1.1.1.1-1.1.1.0-perc(2)-2pft-strings(1.1.1.2.1)

Abbreviations (PDF)

Territory
This work is available from Boosey & Hawkes in der ganzen Welt.
Uraufführung
07/11/2019
Muziekgebouw aan't IJ, Amsterdam
Sarah Maria Sun, voice / Ensemble Modern / Enno Poppe
Composer's Notes

In Assange – Fragmente einer Unzeit geht es um den Angriff auf die Meinungs- und Pressefreiheit und die Gefahr, die uns alle bedroht, wenn das Gesetz plötzlich nicht mehr gilt.
Auf einer tieferen Ebene handelt dieses Werk ganz grundsätzlich von der Gefährdung unserer Freiheit als Individuen. Dabei geht es neben der Frage, was wir (durch die Medien) zu sehen und zu hören bekommen, was uns ‚vorgesetzt‘ wird, auch darum, was wir überhaupt sehen und hören wollen. Was wir überhaupt ertragen und aushalten können, was wir zulassen...

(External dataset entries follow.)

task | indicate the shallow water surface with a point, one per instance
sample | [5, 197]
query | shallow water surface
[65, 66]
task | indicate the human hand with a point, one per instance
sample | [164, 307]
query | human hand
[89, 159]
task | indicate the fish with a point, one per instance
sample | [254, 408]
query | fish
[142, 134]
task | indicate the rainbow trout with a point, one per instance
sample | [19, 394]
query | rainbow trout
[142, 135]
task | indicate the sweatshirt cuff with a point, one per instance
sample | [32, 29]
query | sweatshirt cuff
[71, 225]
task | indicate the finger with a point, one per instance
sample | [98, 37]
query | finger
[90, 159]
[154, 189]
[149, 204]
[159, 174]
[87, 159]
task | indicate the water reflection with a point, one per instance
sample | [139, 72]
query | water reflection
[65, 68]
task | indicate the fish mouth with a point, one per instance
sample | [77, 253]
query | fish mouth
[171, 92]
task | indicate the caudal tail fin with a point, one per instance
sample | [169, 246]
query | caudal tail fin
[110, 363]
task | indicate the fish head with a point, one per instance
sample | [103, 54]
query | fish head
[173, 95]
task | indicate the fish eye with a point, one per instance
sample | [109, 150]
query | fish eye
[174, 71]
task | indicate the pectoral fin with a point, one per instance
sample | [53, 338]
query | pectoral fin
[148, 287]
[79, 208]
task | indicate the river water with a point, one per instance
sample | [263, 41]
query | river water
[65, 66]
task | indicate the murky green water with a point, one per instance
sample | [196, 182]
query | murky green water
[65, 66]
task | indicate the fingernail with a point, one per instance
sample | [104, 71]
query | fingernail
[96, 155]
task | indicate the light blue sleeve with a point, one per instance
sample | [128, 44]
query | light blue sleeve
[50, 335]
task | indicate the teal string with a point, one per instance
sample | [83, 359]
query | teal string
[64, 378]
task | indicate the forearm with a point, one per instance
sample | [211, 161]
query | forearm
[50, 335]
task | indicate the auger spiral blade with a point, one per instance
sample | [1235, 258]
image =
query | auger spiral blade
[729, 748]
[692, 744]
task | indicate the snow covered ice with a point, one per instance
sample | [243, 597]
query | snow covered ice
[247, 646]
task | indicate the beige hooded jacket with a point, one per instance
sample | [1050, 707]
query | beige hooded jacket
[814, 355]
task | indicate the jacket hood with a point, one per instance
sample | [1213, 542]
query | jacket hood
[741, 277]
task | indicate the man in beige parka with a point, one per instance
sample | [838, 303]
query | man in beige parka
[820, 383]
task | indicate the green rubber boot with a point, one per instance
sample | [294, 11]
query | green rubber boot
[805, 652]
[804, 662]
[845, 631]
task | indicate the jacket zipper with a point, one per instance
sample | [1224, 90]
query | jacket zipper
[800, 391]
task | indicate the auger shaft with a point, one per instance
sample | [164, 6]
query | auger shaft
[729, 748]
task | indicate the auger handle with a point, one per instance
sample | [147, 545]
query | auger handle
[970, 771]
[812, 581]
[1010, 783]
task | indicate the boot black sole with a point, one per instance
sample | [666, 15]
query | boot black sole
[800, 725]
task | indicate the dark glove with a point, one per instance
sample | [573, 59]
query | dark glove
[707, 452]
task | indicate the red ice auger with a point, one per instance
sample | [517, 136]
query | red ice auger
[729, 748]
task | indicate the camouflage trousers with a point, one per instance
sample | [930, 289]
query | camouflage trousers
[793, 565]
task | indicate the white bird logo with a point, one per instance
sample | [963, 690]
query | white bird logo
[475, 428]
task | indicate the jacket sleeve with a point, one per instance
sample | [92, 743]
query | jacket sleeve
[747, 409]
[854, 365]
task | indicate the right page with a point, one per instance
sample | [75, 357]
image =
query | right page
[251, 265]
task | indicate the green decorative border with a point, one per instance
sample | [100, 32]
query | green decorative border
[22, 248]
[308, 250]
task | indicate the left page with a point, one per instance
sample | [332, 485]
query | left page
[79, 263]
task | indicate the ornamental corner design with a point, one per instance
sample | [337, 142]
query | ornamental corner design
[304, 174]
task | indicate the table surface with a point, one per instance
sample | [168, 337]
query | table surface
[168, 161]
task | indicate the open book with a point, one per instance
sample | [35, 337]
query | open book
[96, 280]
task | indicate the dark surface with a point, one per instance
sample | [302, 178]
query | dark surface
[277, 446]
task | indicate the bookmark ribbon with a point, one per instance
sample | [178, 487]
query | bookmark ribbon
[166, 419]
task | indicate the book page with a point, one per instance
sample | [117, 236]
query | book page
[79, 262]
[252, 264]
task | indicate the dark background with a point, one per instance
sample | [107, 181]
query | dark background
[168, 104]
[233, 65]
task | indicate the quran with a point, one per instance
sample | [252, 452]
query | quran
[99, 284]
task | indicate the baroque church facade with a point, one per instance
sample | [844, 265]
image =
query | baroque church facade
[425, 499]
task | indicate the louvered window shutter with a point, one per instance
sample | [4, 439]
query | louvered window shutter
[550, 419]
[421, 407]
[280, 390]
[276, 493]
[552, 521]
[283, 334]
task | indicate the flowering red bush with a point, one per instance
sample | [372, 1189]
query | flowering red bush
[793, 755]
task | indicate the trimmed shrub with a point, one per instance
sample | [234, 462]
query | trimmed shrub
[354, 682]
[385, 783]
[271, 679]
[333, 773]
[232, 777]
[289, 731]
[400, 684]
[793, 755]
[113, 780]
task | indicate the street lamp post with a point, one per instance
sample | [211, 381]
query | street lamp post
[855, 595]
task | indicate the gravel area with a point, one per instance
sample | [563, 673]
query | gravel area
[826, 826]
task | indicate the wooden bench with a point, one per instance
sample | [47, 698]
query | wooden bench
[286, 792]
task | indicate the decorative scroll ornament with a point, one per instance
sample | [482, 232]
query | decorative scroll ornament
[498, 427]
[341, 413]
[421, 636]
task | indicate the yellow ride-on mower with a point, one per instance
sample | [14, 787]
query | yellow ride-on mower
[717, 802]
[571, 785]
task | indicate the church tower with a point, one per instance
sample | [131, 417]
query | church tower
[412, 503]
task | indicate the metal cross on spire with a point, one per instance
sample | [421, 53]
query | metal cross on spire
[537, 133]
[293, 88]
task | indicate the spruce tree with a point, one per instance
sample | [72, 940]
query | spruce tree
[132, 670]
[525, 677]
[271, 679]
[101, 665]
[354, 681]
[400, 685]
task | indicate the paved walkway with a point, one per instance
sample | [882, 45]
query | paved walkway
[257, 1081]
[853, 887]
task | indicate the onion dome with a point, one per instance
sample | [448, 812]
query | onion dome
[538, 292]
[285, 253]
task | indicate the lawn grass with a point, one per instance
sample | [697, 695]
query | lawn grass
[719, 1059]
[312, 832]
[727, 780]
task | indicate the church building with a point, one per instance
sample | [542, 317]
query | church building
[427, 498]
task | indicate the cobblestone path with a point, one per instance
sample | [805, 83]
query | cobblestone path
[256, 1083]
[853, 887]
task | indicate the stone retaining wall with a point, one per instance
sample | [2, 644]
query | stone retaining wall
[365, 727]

Formal greift Assange – Fragmente einer Unzeit in gewisser Weise auf die Form eines Melodrams zurück und verlangt von der Vokalistin Sarah-Maria Sun, den ‚inneren Prozess‘ der Figur eines ‚existentiell bedrohten Individuums‘ zu gestalten. Da ihre Partie fast durchgängig ohne Text angelegt ist, kann sie diesen Prozess nur durch eine äußerst differenzierte stimmliche Artikulation der notierten Geräusch- und Vokalpassagen sowie eine besondere ‚Haltung der Aufmerksamkeit‘ des Hörens, des Lauschens (auf die sie umtosende Musik) zum Ausdruck bringen.
Zu hören ist Text vor allem aus dem Sampler, live gespielt vom Pianisten Hermann Kreztschmar, der exakt nach Partitur unterschiedliche, den Medien entnommene Meinungen/Stimmen zum Fall Assange in den Raum überträgt. Diese vielen ‚Stimmen‘ bilden einen (medialen) Chor, gegen den sich die Haupt-Figur kaum schützen kann.
Die Rolle der (Ensemble-)Musik ist es, sich in die Symbolisierungen einzumischen, die in den unterschiedlichen Meinungen dieser vielen ‚Stimmen‘ aufscheinen, und Umdeutungen und Irritationen in Gang zu bringen. Dabei greift sie auch auf musikalische ‚Pathosformeln‘ zurück und fragt, ob nicht unter bestimmten Voraussetzungen dem vielgeschmähten _Affekt _ auch ein kritisches Potential innewohnt?
Wo fängt der Kitsch an, wo das Pathos? Die Verdrängung?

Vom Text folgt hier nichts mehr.